Double destinée

samedi 10 mars 2018, 13h45

La Filmothèque du Quartier latin Hors les murs

13h45 15h25 (98 min)

Roberto Gavaldón
Mexique / 1946 / 98 min / DCP / VOSTF
D'après le roman de Rian James.

Avec Dolores del Río, Augustín Irusta, Victor Junco.

María, une pauvre employée, assassine sa soeur jumelle Magdalena, une riche bourgeoise récemment devenue veuve, pour prendre sa place.

Double destinée appartient au catalogue de la Filmoteca de l'UNAM qui a conservé les éléments d'origine. Le film a été numérisé par le laboratoire de la Cineteca Nacional, à partir d'un négatif 35 mm nitrate.

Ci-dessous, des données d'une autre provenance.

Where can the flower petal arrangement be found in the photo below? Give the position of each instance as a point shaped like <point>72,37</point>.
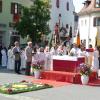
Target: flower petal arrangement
<point>20,87</point>
<point>38,65</point>
<point>85,69</point>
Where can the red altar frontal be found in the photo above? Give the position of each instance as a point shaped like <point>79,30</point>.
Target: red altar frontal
<point>67,63</point>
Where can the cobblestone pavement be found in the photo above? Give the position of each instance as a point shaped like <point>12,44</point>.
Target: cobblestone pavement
<point>69,92</point>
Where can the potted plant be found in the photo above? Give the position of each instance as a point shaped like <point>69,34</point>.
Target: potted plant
<point>37,68</point>
<point>85,71</point>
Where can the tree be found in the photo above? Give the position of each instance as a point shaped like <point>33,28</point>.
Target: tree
<point>34,20</point>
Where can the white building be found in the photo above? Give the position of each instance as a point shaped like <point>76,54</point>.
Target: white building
<point>89,22</point>
<point>10,11</point>
<point>62,13</point>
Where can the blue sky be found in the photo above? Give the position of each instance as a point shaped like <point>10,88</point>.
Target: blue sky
<point>78,4</point>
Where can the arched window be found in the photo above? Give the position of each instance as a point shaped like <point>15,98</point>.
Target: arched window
<point>67,6</point>
<point>57,3</point>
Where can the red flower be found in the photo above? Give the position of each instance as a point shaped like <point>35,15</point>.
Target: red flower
<point>9,90</point>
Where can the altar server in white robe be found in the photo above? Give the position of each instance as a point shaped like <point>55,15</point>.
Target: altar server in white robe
<point>35,56</point>
<point>10,64</point>
<point>42,57</point>
<point>4,57</point>
<point>23,61</point>
<point>95,62</point>
<point>48,59</point>
<point>62,50</point>
<point>74,51</point>
<point>54,50</point>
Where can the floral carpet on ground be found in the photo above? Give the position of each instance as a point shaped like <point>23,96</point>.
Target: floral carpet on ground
<point>23,86</point>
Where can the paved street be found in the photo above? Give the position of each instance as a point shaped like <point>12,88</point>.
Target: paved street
<point>69,92</point>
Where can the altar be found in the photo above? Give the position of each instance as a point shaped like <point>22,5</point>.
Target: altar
<point>66,63</point>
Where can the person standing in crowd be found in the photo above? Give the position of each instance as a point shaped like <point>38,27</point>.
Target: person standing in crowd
<point>54,50</point>
<point>28,58</point>
<point>23,62</point>
<point>10,65</point>
<point>48,59</point>
<point>95,62</point>
<point>42,57</point>
<point>17,54</point>
<point>4,57</point>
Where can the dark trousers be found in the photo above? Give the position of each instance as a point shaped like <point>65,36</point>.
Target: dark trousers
<point>28,68</point>
<point>17,66</point>
<point>99,62</point>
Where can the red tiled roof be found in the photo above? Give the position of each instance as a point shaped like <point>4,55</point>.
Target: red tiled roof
<point>89,9</point>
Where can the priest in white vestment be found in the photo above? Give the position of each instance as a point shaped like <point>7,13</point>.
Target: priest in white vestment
<point>10,64</point>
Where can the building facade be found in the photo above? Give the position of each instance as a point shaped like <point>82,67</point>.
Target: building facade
<point>10,11</point>
<point>89,22</point>
<point>62,12</point>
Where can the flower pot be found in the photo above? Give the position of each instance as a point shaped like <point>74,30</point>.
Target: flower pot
<point>37,74</point>
<point>84,79</point>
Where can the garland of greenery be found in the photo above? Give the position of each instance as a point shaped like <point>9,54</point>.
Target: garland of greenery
<point>20,87</point>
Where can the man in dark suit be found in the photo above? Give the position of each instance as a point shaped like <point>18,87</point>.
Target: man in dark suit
<point>17,52</point>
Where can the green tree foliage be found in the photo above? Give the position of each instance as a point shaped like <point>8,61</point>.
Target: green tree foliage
<point>34,20</point>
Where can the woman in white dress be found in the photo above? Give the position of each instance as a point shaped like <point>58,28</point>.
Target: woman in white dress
<point>95,62</point>
<point>23,62</point>
<point>4,57</point>
<point>10,64</point>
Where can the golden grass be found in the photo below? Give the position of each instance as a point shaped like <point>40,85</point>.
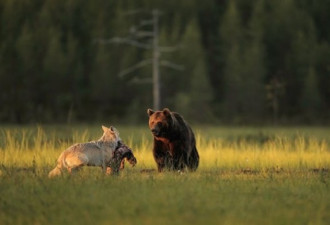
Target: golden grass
<point>28,147</point>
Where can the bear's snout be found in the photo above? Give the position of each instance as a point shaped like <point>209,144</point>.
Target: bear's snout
<point>155,131</point>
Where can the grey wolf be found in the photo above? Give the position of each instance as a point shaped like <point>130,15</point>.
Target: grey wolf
<point>105,152</point>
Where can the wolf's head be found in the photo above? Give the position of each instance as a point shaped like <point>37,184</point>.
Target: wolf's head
<point>110,135</point>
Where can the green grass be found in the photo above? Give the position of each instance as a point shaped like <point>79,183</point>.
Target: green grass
<point>246,176</point>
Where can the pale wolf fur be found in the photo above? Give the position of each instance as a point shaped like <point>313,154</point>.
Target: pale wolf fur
<point>95,153</point>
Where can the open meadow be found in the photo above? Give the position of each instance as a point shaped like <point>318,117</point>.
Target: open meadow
<point>247,175</point>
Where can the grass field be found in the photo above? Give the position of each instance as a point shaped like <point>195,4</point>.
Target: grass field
<point>247,175</point>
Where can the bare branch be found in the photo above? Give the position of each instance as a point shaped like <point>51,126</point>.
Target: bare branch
<point>170,49</point>
<point>119,40</point>
<point>141,80</point>
<point>171,65</point>
<point>136,11</point>
<point>135,67</point>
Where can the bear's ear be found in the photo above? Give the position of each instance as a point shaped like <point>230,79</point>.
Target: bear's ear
<point>166,112</point>
<point>104,128</point>
<point>150,112</point>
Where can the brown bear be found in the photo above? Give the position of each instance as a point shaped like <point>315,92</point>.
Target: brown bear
<point>174,141</point>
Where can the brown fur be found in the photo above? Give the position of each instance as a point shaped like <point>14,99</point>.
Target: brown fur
<point>174,141</point>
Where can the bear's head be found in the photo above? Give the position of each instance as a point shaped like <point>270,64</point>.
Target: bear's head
<point>159,122</point>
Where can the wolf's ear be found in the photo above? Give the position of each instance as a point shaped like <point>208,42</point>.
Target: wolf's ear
<point>150,112</point>
<point>166,112</point>
<point>112,129</point>
<point>104,128</point>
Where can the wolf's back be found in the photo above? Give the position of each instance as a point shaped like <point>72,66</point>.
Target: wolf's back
<point>58,169</point>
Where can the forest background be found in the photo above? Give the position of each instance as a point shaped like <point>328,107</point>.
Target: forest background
<point>244,61</point>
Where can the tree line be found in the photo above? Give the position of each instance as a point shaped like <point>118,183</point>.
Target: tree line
<point>244,61</point>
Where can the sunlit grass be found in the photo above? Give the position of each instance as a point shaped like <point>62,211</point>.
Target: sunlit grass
<point>246,176</point>
<point>41,147</point>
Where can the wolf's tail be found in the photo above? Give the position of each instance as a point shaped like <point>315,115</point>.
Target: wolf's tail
<point>58,169</point>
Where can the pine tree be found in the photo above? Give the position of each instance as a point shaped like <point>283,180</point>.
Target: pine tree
<point>231,37</point>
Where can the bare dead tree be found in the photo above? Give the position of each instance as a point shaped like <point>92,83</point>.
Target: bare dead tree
<point>135,34</point>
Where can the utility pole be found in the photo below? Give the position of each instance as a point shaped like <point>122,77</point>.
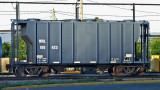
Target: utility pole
<point>77,9</point>
<point>133,12</point>
<point>81,10</point>
<point>53,14</point>
<point>17,18</point>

Tourné en 1946, Double destinée représente la première d’une série de collaborations majeures entre Roberto Gavaldón, le romancier et scénariste de gauche José Revueltas et le directeur de la photographie canadien, Alex Phillips. Le film offre à Dolores del Rio un rôle dédoublé, puisqu’elle y campe à la fois une Magdalena riche et hautaine et sa sœur démunie, María. C’est l’histoire d’une femme perdue par son ambition dévorante. Les décors luxuriants et baroques sont du peintre et dessinateur Gunther Gerzo. On pourrait dire qu’il s’agit à la fois d’un mélodrame criminel et d’un thriller psychologique.
Selon le critique mexicain Carlos Bonfil, Double destinée est la première œuvre majeure à traiter du désenchantement social mexicain. María est une femme pauvre et modeste, une manucure, qui fait preuve d’une jalousie obsessionnelle à l’égard de sa sœur, qui vit dans le luxe avec hôtel particulier et enfilade de robes magnifiques. Mue par une ambition froide et une absence de conscience morale, María veut assumer l’identité de l’autre. Il y a là un exemple quasi unique de représentation de femme mexicaine, car dans les films révolutionnaires comme dans les mélodrames, les femmes se devaient d’être honnêtes et discrètes, seulement objets du désir masculin. Cette vision de la femme était plutôt celle du film noir hollywoodien, alors en plein essor, telle qu’elle apparaît à travers des films comme Le Faucon maltais (John Huston, 1941), Assurance sur la mort (Billy Wilder, 1944), Les Tueurs de Robert Siodmak ou Le Facteur sonne toujours deux fois de Tay Garnett, ces derniers sortis la même année que Double destinée. Ici, la femme est à la fois femme fatale et protagoniste, séductrice et séduite. Elle est elle-même et une autre, selon un schéma de dédoublement que Gavaldón et Phillips explorent de manière magistrale, à travers leur utilisation de miroirs et d’axes inattendus, qui deviendront une thématique récurrente de l’œuvre du réalisateur.